This guide is written for Phoenix 1.2. However, all necesary changes to work with Phoenix 1.3 will be marked explicitly with "Phoenix 1.3: ...".

V. Postgres Backups Disclaimer

This guide currently doesn't support any kind of backups for the Docker container running your Postgres database. However, it shouldn't be hard to manually do this, or setup a simple shell script/cron job to do this automatically. For more information see this StackOverflow post. I plan on adding this content when I have time to revisit this guide in the future.

VI. Where to Get Help 💁

If you comment here on the Gist, I may see it but GitHub doesn't notify me when someone comments unfortunately. The much better place to ask me questions and get help with this guide is to post on my Elixir Forum thread. I get notifications for those and I check them frequently. Check out the thread if you have a question, it may have been discussed already! Thanks for reading and feel free to reach out to me if you have any questions :)

Guide

1. Add and Configure Distillery

For generating releases, we will be using Distillery, which allows us to package a release of our application into a single tarball.

  1. Add Distillery to your Mix project.
defp deps do
  [{:distillery, "~> 1.5", runtime: false}]
end
  1. Run mix do deps.get, compile to get and compile Distillery.

  2. Run mix release.init to intialize Distillery.

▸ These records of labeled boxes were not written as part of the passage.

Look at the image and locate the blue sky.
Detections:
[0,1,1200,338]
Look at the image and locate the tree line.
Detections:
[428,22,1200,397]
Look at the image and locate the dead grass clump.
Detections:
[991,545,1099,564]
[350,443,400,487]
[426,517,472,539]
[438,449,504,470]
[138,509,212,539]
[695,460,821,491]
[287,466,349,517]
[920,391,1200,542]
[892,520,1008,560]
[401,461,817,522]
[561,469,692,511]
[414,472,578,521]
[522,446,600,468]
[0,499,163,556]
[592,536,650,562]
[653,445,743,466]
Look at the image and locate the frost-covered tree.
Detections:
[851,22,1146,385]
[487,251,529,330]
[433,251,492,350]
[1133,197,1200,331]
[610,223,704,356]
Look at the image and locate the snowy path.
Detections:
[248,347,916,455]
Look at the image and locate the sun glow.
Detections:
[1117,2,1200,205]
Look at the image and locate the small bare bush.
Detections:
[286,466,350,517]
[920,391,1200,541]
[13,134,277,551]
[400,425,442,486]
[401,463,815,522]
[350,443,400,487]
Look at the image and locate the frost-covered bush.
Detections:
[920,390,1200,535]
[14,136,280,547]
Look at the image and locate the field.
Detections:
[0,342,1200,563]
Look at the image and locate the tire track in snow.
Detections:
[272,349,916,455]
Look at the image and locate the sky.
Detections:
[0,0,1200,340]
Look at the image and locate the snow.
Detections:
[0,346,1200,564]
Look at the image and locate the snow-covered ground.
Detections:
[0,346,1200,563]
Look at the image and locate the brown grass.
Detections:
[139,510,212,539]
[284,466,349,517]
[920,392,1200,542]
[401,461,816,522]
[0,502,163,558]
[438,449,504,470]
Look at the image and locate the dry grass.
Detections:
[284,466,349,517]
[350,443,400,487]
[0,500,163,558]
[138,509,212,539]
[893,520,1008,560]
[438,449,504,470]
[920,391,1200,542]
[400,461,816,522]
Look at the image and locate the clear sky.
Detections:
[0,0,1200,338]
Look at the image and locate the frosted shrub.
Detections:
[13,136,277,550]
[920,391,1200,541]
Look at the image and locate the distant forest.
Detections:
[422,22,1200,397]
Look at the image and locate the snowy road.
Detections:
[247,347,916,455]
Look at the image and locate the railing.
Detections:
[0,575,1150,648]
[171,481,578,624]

  3. Edit the generated config file in rel/config.exs so that include_erts in the :prod config block is set to false. We do this because we will run the release inside a container which already has Erlang installed, so we do not need to package the Erlang runtime with the release. If you want to run your release in a standard Alpine container instead of one with Erlang installed, you could keep this option set to true.

...

environment :prod do
  set include_erts: false
  ...
end

...

2. Running Migrations and Seeding the Database

In order to be able to run migrations and seed the database from the release generated by Distillery, we will need to make a few modifications as generally outlined by the Running Migrations guide. This section assumes that you have database seeding operations defined in the normal location under priv/repo/. If you don't have these, your database will just be migrated and no seeding will be done. Otherwise, you can strip down the release_tasks.ex file as shown below.

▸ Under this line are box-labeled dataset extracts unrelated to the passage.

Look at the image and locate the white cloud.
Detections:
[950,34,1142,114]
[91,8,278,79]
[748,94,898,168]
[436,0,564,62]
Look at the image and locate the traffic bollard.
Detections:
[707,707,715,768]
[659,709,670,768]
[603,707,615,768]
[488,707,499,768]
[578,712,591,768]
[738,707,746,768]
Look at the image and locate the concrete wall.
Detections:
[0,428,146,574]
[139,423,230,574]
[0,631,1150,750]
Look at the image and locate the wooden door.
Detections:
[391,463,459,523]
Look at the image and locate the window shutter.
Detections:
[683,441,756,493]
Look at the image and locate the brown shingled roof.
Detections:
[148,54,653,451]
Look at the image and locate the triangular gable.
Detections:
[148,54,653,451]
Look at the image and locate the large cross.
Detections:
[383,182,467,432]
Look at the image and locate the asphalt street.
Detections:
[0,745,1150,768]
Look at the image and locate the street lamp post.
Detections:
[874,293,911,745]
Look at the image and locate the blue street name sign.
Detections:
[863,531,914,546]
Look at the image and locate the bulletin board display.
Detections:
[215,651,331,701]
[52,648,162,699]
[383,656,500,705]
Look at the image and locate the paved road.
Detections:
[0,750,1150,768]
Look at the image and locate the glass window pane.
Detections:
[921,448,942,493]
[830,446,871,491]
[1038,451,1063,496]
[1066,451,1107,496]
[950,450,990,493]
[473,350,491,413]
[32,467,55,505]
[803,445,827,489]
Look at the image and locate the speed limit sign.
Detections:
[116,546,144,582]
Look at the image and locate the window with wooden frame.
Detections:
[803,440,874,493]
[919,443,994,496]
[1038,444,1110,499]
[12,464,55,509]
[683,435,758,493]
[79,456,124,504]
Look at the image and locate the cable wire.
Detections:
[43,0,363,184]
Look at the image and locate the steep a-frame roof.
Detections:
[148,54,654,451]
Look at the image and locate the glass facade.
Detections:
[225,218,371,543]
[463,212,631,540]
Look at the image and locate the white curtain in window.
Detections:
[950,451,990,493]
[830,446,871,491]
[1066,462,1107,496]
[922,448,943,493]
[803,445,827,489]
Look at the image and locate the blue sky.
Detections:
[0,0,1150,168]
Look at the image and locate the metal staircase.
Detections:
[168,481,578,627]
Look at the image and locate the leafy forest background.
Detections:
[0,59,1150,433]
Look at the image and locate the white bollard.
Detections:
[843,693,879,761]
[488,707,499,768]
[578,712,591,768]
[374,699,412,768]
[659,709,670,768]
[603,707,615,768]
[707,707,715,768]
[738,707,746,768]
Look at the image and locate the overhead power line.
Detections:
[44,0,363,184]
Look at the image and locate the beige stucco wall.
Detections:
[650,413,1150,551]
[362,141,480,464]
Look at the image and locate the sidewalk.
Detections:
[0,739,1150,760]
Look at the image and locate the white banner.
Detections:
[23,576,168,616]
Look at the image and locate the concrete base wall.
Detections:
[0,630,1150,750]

  1. Create a file called release_tasks.ex which will contain the tasks that can be run from the release. You can place this file anywhere in your app's directory structure, but I will place it in lib/myapp. If you are getting errors with the myapp() function as I did when using this file, you should replace Application.get_application(__MODULE__) with your OTP app name which looks like :myapp.

    • Note: if you are seeding your database with certain files, these files must be placed in the priv/ directory of your app to ensure that they are included with the generated release. Otherwise, seeding the database will not work because the files won't exist in the release.
defmodule MyApp.ReleaseTasks do

  @start_apps [
    :crypto,
    :ssl,
    :postgrex,
    :ecto
  ]

  def myapp, do: Application.get_application(__MODULE__)

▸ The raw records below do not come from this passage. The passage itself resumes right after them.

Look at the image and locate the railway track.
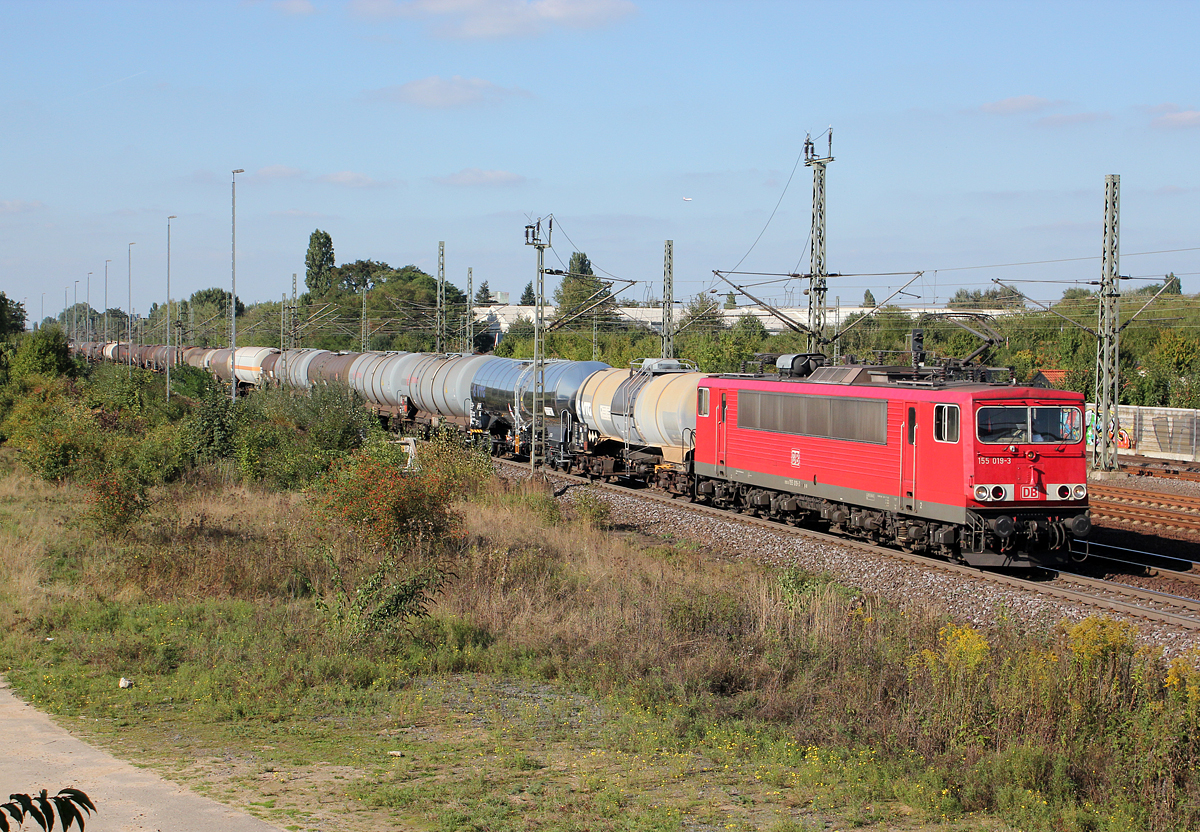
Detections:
[1123,461,1200,483]
[1088,484,1200,532]
[498,460,1200,632]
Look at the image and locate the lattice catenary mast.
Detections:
[525,217,554,471]
[1092,173,1121,471]
[662,240,674,358]
[804,126,833,353]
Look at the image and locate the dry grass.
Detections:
[0,457,1200,830]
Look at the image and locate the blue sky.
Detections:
[0,0,1200,317]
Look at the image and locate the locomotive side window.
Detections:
[977,407,1030,444]
[934,405,959,443]
[738,390,888,445]
[1030,407,1084,444]
[976,407,1084,444]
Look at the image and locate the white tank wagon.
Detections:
[346,352,408,408]
[233,347,280,387]
[580,359,707,465]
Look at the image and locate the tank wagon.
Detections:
[70,343,1091,567]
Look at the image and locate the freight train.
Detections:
[78,343,1091,568]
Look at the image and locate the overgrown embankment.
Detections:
[0,352,1200,830]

  def repos, do: Application.get_env(myapp(), :ecto_repos, [])

  def seed do
    me = myapp()

    IO.puts "Loading #{me}.."
    # Load the code for myapp, but don't start it
    :ok = Application.load(me)

    IO.puts "Starting dependencies.."
    # Start apps necessary for executing migrations
    Enum.each(@start_apps, &Application.ensure_all_started/1)

    # Start the Repo(s) for myapp
    IO.puts "Starting repos.."
    Enum.each(repos(), &(&1.start_link(pool_size: 1)))

    # Run migrations
    migrate()

    # Run seed script
    Enum.each(repos(), &run_seeds_for/1)

    # Signal shutdown
    IO.puts "Success!"
    :init.stop()
  end

  def migrate, do: Enum.each(repos(), &run_migrations_for/1)

  def priv_dir(app), do: "#{:code.priv_dir(app)}"

  defp run_migrations_for(repo) do
    app = Keyword.get(repo.config, :otp_app)
    IO.puts "Running migrations for #{app}"
    Ecto.Migrator.run(repo, migrations_path(repo), :up, all: true)
  end

  def run_seeds_for(repo) do
    # Run the seed script if it exists
    seed_script = seeds_path(repo)
    if File.exists?(seed_script) do
      IO.puts "Running seed script.."
      Code.eval_file(seed_script)
    end
  end

  def migrations_path(repo), do: priv_path_for(repo, "migrations")

  def seeds_path(repo), do: priv_path_for(repo, "seeds.exs")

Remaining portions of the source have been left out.